Los sábados son los de las rutas por la montaña y el asombro. El asombro de un paisaje todavía conmovedor, hermoso a pesar de tanto daño infringido. En un zig zag sabio las sendas llevan a las mesetas de la Serra Grossa o la del Monduver. En ruinas los riuraus o los refugios de pastores, los viejos bancales de secano o los castillos roqueros. Ni siquiera aquí se dejan de ver los desaguisados de los bárbaros que jamás entendieron de poesía o belleza. El Monduver, una vez cumbre orgullosa es una maraña metálica de antenas que, sin negar su utilidad, mancillan una de las tres cumbres señeras de la comarca.

Hemos olvidado que fuimos caminantes antes que automovilistas y hemos dejado perder muchas de las sendas que durante siglos crearon derechos de paso. Por doquier las vallas cierran el paso en caminos de libre servidumbre, las autopistas o variantes cortan el paso y sólo permiten cruzar con peligro o dando grandes rodeos. Las Rutas de Potríes a Beniflá o de Palma a Real son imposibles sin dar grandes rodeos o sin caminar por arcenes peligrosos. Una de tantas mañanas vi una caravana de carros con sus caballerías marchando al paso lento del pasado, marginados de las rutas principales y esquivando obstáculos en lo que una vez fue su reino.
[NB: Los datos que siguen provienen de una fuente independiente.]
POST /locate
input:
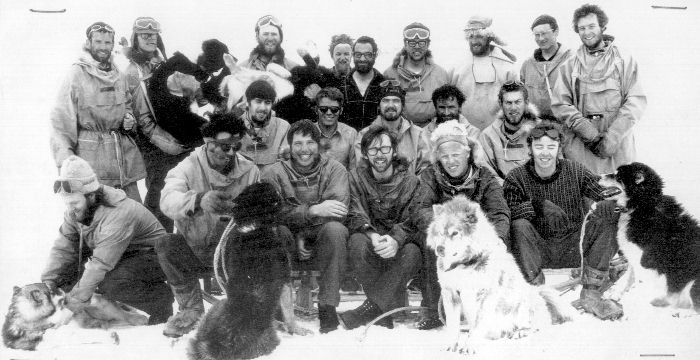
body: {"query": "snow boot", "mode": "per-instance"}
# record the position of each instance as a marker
(591, 300)
(190, 310)
(328, 318)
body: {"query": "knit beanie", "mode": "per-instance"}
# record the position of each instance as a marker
(75, 168)
(260, 89)
(212, 57)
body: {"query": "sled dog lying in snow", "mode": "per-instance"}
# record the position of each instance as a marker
(481, 282)
(658, 237)
(34, 309)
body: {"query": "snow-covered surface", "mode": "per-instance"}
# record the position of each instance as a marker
(36, 50)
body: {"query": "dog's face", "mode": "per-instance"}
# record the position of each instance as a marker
(636, 180)
(459, 234)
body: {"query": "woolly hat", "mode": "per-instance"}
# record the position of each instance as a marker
(212, 57)
(75, 168)
(260, 89)
(451, 130)
(269, 20)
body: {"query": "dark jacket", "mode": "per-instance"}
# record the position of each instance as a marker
(381, 207)
(435, 189)
(359, 111)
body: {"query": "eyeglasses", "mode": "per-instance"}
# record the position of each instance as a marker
(145, 36)
(333, 109)
(69, 186)
(268, 20)
(100, 27)
(146, 23)
(367, 55)
(374, 151)
(537, 133)
(416, 33)
(414, 44)
(389, 82)
(226, 146)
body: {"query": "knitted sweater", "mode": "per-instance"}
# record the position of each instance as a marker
(566, 188)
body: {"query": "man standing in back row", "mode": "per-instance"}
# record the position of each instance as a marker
(598, 97)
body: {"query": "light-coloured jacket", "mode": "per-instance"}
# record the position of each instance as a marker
(541, 76)
(413, 144)
(86, 121)
(481, 105)
(606, 85)
(419, 88)
(124, 226)
(193, 176)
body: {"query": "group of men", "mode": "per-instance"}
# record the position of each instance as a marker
(359, 181)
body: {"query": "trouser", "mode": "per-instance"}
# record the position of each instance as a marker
(158, 163)
(136, 280)
(384, 280)
(533, 253)
(328, 242)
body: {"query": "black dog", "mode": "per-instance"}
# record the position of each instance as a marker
(658, 234)
(257, 267)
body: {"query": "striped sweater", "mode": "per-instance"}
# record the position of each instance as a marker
(566, 188)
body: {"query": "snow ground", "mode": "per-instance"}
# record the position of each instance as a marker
(38, 48)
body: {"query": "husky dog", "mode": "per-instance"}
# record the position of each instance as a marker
(233, 86)
(658, 237)
(257, 268)
(34, 309)
(481, 282)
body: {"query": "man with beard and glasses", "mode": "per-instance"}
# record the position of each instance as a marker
(198, 195)
(263, 141)
(598, 97)
(315, 189)
(361, 86)
(413, 144)
(448, 100)
(269, 35)
(456, 170)
(545, 197)
(337, 139)
(505, 141)
(383, 257)
(93, 116)
(114, 238)
(541, 71)
(413, 66)
(488, 66)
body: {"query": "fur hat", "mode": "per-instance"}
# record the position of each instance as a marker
(260, 89)
(212, 57)
(75, 168)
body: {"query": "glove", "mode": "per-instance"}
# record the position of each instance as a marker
(554, 215)
(217, 202)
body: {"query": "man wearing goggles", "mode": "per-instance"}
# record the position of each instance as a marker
(505, 141)
(598, 96)
(93, 115)
(418, 74)
(412, 140)
(199, 195)
(268, 33)
(545, 197)
(114, 237)
(486, 69)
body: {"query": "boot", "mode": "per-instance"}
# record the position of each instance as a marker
(328, 318)
(361, 315)
(190, 310)
(591, 300)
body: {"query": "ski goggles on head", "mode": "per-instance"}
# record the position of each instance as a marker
(146, 24)
(268, 20)
(69, 186)
(416, 33)
(537, 133)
Pienso que de los pequeños detalles se intuyen los efectos de los grandes paradigmas y vivimos inmersos en la cultura de los combustibles fósiles que nos lleva a la ruina. Hemos creado una vida por y para los vehículos a motor y olvidado la necesidad de reivindicar el derecho a caminar o a ir en bicicleta. Para hacer un mundo mejor, donde el cambio climático no sea una Espada de Damocles, debemos de pensar en una comarca bien comunicada para todo aquel que desee prescindir del coche. Me parece genial la idea de crear un corredor paralelo a los ríos para recuperar ese placer de sentir de cerca la tierra y para empezar en lo local un cambio global. ¿Una tontería? No hay más que ver el azud de Palma, seco como nunca, para pensar que los cambios en el clima mundial son un peligro más de los que acechan a nuestro pequeño paraíso.